After coming under intense criticism for his decision to intervene in Syria, Obama stunned his aides by at the last moment deciding to consult with Congress after all:
After a 45-minute walk Friday night, President Barack Obama made a fateful decision that none of his top national security advisers saw coming: To seek congressional authorization before taking military action in Syria.
The stunning about-face after a week of U.S. saber rattling risked not only igniting a protracted congressional fight, which could end with a vote against strikes, but a backlash from allies in the Middle East who had warned the White House that inaction would embolden not only Syrian President Bashar al-Assad but his closest allies, Iran and Hezbollah.

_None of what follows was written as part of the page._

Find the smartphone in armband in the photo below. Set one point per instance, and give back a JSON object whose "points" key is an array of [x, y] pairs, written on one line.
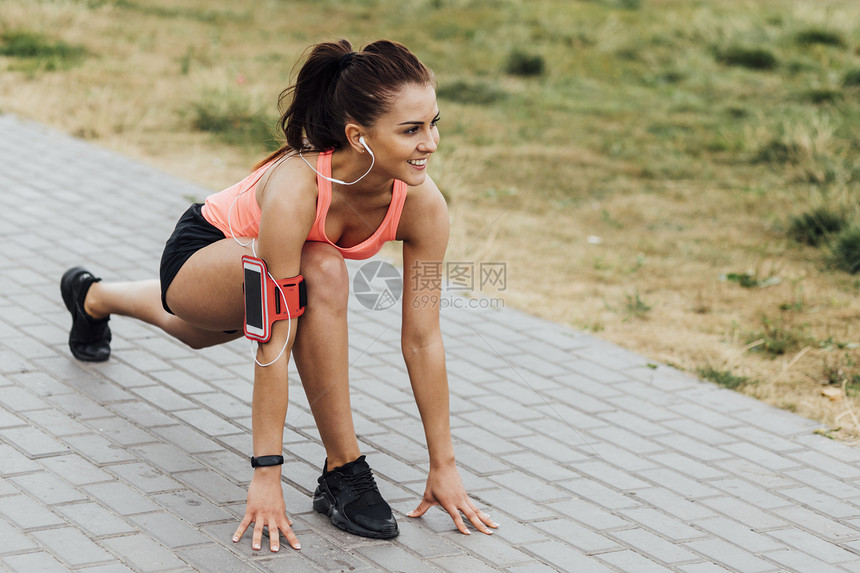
{"points": [[257, 325]]}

Aides said the decision was made by Mr. Obama and Mr. Obama alone. It shows the primacy the president places on protecting his hoped-for legacy as a commander in chief who did everything in his power to disentangle the U.S. from overseas wars. Until Friday night, Mr. Obama’s national-security team didn’t even have an option on the table to seek a congressional authorization.

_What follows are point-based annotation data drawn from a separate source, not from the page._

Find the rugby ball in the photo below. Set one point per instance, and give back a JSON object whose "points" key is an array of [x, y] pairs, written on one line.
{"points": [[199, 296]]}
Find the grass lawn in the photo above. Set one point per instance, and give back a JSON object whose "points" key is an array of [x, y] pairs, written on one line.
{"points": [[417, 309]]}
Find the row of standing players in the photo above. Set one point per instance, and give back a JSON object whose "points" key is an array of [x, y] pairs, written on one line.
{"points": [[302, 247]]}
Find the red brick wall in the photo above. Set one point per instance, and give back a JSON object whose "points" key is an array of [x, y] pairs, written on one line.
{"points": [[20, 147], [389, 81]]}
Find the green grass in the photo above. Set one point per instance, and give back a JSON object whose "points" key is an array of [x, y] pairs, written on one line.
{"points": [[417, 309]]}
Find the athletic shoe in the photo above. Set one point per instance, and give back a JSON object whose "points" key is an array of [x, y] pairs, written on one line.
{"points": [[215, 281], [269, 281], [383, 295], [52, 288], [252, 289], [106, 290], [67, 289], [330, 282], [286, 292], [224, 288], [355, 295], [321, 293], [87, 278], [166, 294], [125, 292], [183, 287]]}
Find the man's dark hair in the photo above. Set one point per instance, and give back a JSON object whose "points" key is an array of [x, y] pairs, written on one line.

The only real discussion was a plan to punish Mr. Assad for what the U.S. and others have called a chemical-weapons attack amid Syria’s grinding civil war. The final question, policy makers thought, was how many targets to hit and when to tell the Navy destroyers in the eastern Mediterranean to open fire.

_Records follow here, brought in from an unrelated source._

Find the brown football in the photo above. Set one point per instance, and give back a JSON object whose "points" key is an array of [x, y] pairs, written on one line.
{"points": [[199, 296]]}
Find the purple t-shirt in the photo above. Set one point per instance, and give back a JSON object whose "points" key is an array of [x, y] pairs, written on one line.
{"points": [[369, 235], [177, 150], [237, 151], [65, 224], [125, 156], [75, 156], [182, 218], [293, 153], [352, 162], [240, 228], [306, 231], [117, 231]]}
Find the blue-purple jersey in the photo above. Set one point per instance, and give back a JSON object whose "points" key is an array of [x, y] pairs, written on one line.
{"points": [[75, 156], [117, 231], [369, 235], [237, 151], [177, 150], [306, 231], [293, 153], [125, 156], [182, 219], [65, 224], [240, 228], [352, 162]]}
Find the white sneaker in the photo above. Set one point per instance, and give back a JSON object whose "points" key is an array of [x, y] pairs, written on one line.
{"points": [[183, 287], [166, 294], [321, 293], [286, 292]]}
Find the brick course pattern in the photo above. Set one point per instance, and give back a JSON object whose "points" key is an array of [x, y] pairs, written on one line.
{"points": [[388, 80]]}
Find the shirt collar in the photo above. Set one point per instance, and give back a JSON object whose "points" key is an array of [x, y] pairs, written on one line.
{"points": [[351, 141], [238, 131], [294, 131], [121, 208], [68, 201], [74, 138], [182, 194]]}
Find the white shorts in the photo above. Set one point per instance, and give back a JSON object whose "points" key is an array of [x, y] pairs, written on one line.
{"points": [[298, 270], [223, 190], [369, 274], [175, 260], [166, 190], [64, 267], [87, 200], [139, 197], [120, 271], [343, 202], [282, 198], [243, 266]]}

Go here to the Wall Street Journal to read the rest. Of course Obama should have obtained Congressional approval, as Bush did on Iraq, before making the decision to move against Assad. That he did not tells me that he viewed the decision to go into Syria as he has virtually every other decision during his administration: if it is popular with his base he will do it, and the Constitution and Congress can go hang. Obama received just enough last minute criticism about his Syria policy from the left wing groups he listens to, that he decided to pass the ball to Congress. That this is no way to make war and peace decisions should be obvious. That one should, after five years of this, be completely unsurprised by this turn of events should also be obvious. May God help this country if a true foreign policy crisis should arise with this man at the helm.